Néanmoins, la princesse Elisabeth ne se résout pas à abandonner la position « physicaliste », et répond qu’il lui « serait plus facile de concéder la matière et l’extension à l’âme, que la capacité de mouvoir un corps et d’en être mû, à un être immatériel.[3] » Ainsi, à la stratégie de Descartes répondant à l’intuition « physicaliste » par l’existence d’une sorte de relation causale sui generis entre l’âme et le corps, et qui plus est sans aucune ressemblance avec ce que nous rencontrons dans le monde physique, la princesse réitère toute la difficulté qu’elle a de comprendre la notion de substance pensante. Cependant, en se demandant comment deux substances appartenant à deux catégories ontologiques différentes pourraient entrer en relation causale, la princesse Elisabeth questionne la relation causale elle-même. La recherche d’une affinité mutuelle, entre la cause et l’effet, n’est-il pas caractéristique d’une certaine exploration de la relation causale qu’en terme contemporain on appelle « production[4] » ? Un tel point de vue, pour le dire rapidement, considère que l’effet a été produit par une cause et que cette production peut être le processus d’une transmission[5] ou encore le transfert d’une quantité conservée[6].

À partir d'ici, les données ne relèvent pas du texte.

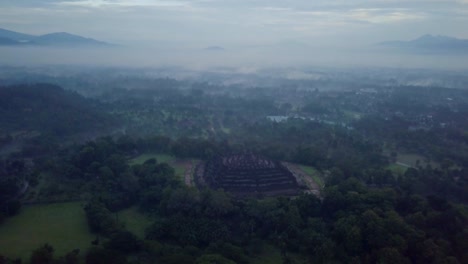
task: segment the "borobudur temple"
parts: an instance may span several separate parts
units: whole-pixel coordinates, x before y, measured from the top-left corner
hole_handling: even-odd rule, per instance
[[[235,195],[296,195],[294,175],[279,161],[252,153],[227,154],[206,162],[203,180]]]

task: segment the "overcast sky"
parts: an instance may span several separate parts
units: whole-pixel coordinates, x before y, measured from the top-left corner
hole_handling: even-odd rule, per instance
[[[129,48],[4,49],[0,57],[4,63],[467,68],[467,59],[457,56],[372,50],[424,34],[468,39],[467,25],[468,0],[0,0],[0,28],[69,32]],[[203,51],[210,46],[225,52]]]
[[[0,27],[187,46],[468,38],[468,0],[1,0]]]

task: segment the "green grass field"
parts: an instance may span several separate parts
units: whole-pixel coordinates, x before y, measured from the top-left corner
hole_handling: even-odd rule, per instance
[[[129,165],[135,165],[135,164],[143,164],[145,161],[155,158],[158,163],[161,162],[166,162],[166,163],[171,163],[174,161],[175,157],[166,155],[166,154],[151,154],[151,153],[145,153],[142,154],[136,158],[133,158],[129,160]]]
[[[301,169],[309,174],[312,179],[321,187],[323,188],[325,186],[325,183],[323,182],[322,178],[320,177],[320,173],[314,168],[310,166],[305,166],[301,165]]]
[[[44,243],[54,247],[55,256],[75,248],[83,254],[94,239],[80,202],[30,205],[0,225],[0,254],[27,260]]]
[[[146,215],[138,212],[136,207],[131,207],[119,212],[119,221],[125,225],[128,231],[138,238],[145,238],[145,230],[153,221]]]

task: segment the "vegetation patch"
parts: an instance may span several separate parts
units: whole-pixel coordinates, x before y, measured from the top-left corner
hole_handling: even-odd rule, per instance
[[[158,163],[171,163],[174,161],[174,156],[166,155],[166,154],[154,154],[154,153],[145,153],[137,156],[129,161],[129,165],[135,164],[143,164],[145,161],[149,159],[156,159]]]
[[[310,177],[312,177],[312,179],[320,186],[320,188],[323,188],[325,186],[325,183],[323,182],[320,173],[314,167],[301,165],[301,169],[305,173],[310,175]]]
[[[153,223],[148,216],[139,212],[136,207],[120,211],[118,217],[128,231],[141,239],[145,238],[146,229]]]
[[[408,167],[395,163],[395,164],[389,165],[387,169],[389,169],[390,171],[396,174],[404,174],[406,170],[408,169]]]
[[[48,243],[61,256],[76,248],[85,252],[94,239],[81,203],[29,205],[0,226],[0,254],[26,260]]]

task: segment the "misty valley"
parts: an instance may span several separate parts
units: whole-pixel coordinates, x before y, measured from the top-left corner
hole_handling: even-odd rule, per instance
[[[0,264],[461,264],[467,205],[463,71],[0,66]]]

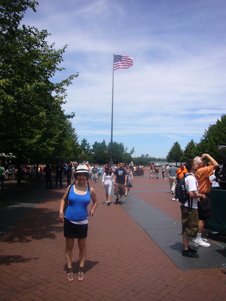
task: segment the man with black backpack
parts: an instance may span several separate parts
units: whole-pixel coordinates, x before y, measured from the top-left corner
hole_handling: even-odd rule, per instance
[[[186,175],[187,172],[187,170],[185,168],[185,165],[184,162],[181,162],[180,163],[180,167],[179,167],[177,172],[177,177],[176,178],[176,183],[178,182],[180,179],[181,179],[183,177]],[[178,198],[177,195],[175,195],[175,196],[172,199],[173,201],[178,201]]]
[[[206,167],[204,160],[205,158],[211,163],[211,165]],[[211,188],[209,177],[214,174],[214,171],[218,167],[219,164],[208,154],[203,154],[201,157],[196,157],[194,160],[198,165],[198,170],[195,173],[195,176],[199,184],[199,191],[204,194],[206,197],[206,202],[198,204],[199,228],[197,237],[194,241],[194,244],[197,246],[208,247],[210,247],[210,244],[207,242],[205,238],[202,238],[201,235],[207,220],[213,219],[212,208],[209,197]]]
[[[182,235],[184,249],[183,256],[197,258],[199,255],[197,251],[190,248],[188,244],[190,238],[196,237],[199,225],[198,214],[198,203],[201,198],[204,201],[206,197],[205,195],[199,193],[198,182],[195,177],[195,173],[198,169],[198,165],[194,160],[188,160],[185,163],[185,167],[190,175],[185,179],[185,188],[187,194],[187,200],[182,203],[180,206],[182,220]]]

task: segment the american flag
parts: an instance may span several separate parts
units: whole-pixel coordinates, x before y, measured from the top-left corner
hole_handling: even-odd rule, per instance
[[[125,55],[114,55],[114,70],[127,69],[133,66],[133,57]]]

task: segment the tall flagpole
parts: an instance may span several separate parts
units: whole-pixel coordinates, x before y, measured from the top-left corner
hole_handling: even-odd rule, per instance
[[[111,159],[108,164],[111,165],[114,164],[112,158],[112,147],[113,139],[113,99],[114,90],[114,55],[113,54],[113,73],[112,78],[112,101],[111,103]]]

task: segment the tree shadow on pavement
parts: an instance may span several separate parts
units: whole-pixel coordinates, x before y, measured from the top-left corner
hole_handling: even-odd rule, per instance
[[[19,262],[27,262],[30,260],[38,258],[25,258],[19,255],[14,256],[4,255],[0,256],[0,265],[10,265],[11,263],[18,263]]]
[[[79,260],[77,260],[77,261],[73,261],[72,262],[72,266],[73,269],[74,269],[74,272],[75,272],[77,270],[78,272],[78,269],[79,268]],[[99,263],[99,261],[91,261],[91,260],[86,260],[84,265],[84,270],[85,272],[87,272],[89,270],[93,268],[97,264]],[[65,263],[64,265],[64,271],[67,271],[67,264]]]
[[[11,214],[16,214],[18,208],[12,208]],[[13,212],[16,210],[16,212]],[[33,240],[55,239],[56,233],[63,231],[58,220],[58,213],[55,210],[34,208],[0,238],[0,241],[9,243],[29,242]]]

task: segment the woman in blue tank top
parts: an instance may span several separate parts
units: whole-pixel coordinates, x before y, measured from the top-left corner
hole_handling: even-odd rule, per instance
[[[78,240],[79,249],[80,267],[78,280],[81,281],[84,279],[84,266],[86,257],[86,246],[88,228],[88,221],[92,218],[97,206],[97,199],[95,191],[90,188],[88,180],[89,170],[85,165],[80,165],[75,173],[75,180],[74,184],[67,188],[61,201],[59,220],[64,223],[64,233],[66,239],[65,257],[67,266],[67,280],[73,281],[72,268],[72,251],[75,238]],[[76,180],[78,182],[75,184]],[[87,181],[87,185],[86,182]],[[68,206],[65,213],[64,207],[68,195]],[[93,204],[90,212],[88,214],[87,207],[90,199]]]

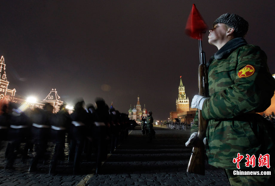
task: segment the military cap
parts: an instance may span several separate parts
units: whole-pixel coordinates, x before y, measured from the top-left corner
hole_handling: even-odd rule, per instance
[[[248,30],[248,22],[244,18],[234,13],[223,14],[214,22],[213,27],[218,23],[224,23],[234,29],[235,35],[237,37],[244,37]]]

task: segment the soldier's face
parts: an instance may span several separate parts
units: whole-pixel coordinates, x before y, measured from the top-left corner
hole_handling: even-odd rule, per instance
[[[218,23],[209,30],[208,42],[209,44],[216,45],[217,43],[223,41],[226,38],[228,27],[225,24]]]

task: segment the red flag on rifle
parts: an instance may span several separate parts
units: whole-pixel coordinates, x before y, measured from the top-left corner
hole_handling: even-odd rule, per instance
[[[192,38],[201,40],[200,34],[204,33],[204,31],[207,29],[207,25],[196,7],[195,4],[193,4],[186,23],[185,33]]]

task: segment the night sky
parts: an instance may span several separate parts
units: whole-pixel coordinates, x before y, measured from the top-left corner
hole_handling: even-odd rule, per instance
[[[211,28],[234,13],[249,23],[248,42],[265,52],[275,73],[275,1],[1,1],[0,56],[8,88],[42,100],[103,98],[127,113],[139,95],[155,120],[176,111],[180,76],[191,102],[198,93],[198,42],[184,33],[195,3]],[[203,47],[208,60],[217,50]]]

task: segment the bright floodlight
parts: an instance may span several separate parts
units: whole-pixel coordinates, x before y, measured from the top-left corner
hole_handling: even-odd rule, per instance
[[[72,110],[73,107],[72,106],[70,106],[70,105],[67,105],[66,106],[66,108],[68,109],[70,109],[71,110]]]
[[[36,98],[34,97],[29,97],[27,99],[27,101],[31,103],[34,103],[36,102]]]

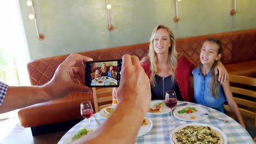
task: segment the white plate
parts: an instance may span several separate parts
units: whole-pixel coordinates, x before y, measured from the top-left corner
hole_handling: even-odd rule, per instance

Le problème que pose la princesse Elisabeth est donc celui du mental situé en dehors du domaine physique et du conflit que soulève notre compréhension intuitive de la causalité, à savoir qu’un effet est produit par une cause. Pour résoudre ce problème, devons-nous, à l’instar de Descartes, considérer que la cause mentale n’est pas une cause tout à fait comme les autres, échappant aux présupposés de notre métaphysique causale comme la relation spatiale ? Peut-on, cependant, pour rendre compte de la causalité mentale, raisonnablement abandonner une structure causale essentielle du domaine physique comme la spatialité ? La réponse négative à cette question, est clairement explicitée par J. Kim :

[…] La possibilité de causalité entre différents objets dépend du système coordonné comme espace partagé dans lequel ces objets sont situés, un schéma qui individualise les objets par leurs « emplacements » dans ce schéma. Existe-t-il de tels schémas autres que l’espace physique ? Je ne crois pas que nous en en connaissions d’autre[7].

références

[1] Correspondance avec Elisabeth et autres lettres, J.M et M. Beyssade, Paris, Flammarion, 1989.

[2] Descartes à Elisabeth, le 21 mai 1643.

[3] Ibid., Elisabeth à Descartes, le 20 juin 1643.

[4] Cf. N. Hall, 2004, « Two concepts of  Causation », in Causation and Conterfactuals, London,  The MIT Press, 225-276.

[5] W. Salmon, 1984, Scientific Explanation and the Causal Structure of the World, Princeton: Princeton University Press.

[6] M. Kistler, 1999, Causalité et lois de nature, Vrin ; P. Dowe, 2000, Physical Causation, New York: Cambridge University Press.

[7] 2005, Physicalism or Something near enough, Princeton, Princeton University Press, p. 91.